Milano è anche e soprattutto piazza Fontana, dalla reazione della città, all'ingiustizia delle indagini, all'assoluzione (ma responsabilità fascista ben riconosciuta) degli imputati. A 5 minuti da lì c'è l'università, dove in quegl'anni si formava il gruppo di azione partigiana di Feltrinelli.
L'orrore di quel luogo mi fa venire voglia di bellezza, prendo via Torino per finire dopo un po' sui navigli. Oramai è sera, lampioni gialli, pavè. So che se proseguissi per un paio di chilometri mi troverei sulla destra la casa di Giorgio Gaber, il nostro poeta, un altro bel pezzo di città in uno dei posti più romantici della città.
Per tornare a casa la prendo molto larga e passo dalla mia università, una volta polo di vera grande eccellenza industriale, un luogo da operai, il luogo dove sono nate le Brigate Rosse, perché Milano è anche questo.

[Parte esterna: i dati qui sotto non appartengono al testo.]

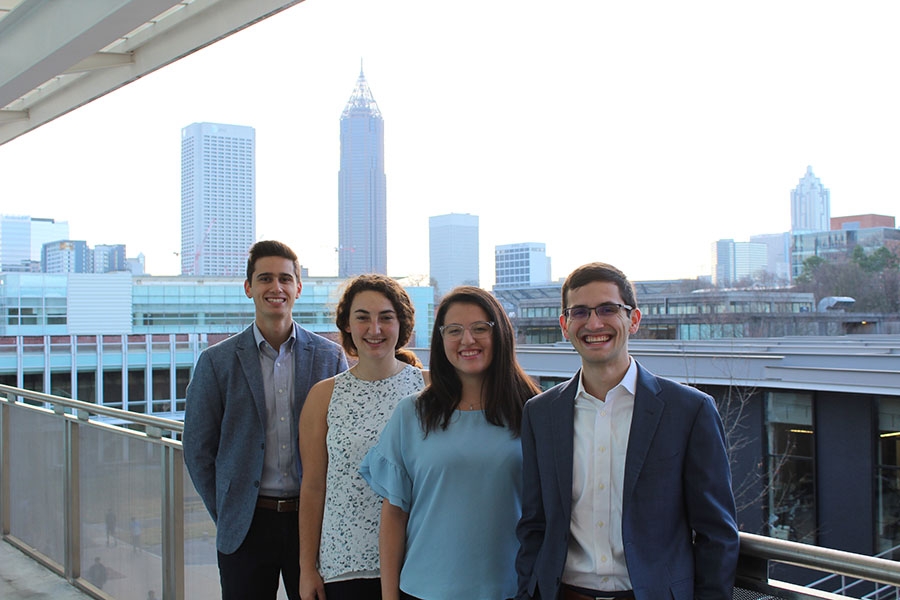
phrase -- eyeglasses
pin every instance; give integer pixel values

Queste cose non le ho studiate anche perché nessuno ha mai voluto insegnarmele (infatti può darsi siano sbagliate), queste cose me le ha raccontate la mia città e io provo a ricordarmele ogni volta che ci passo in mezzo. Milano è disseminata di lapidi e targhe che ricordano cosa è successo, dalle lotte partigiane al terrorismo, che spiegano perché i muri su cui sono appese grondano sangue. Milano ha sempre saputo reagire a quel sangue, è questo che la rende una bella città, è questo che la rende una città cui voglio bene. Magari di come stia vedendo svanire l'anima di Milano ne parliamo un'altra volta, sempre che i due di voi che han avuto la forza di arrivare fin qui esistano veramente.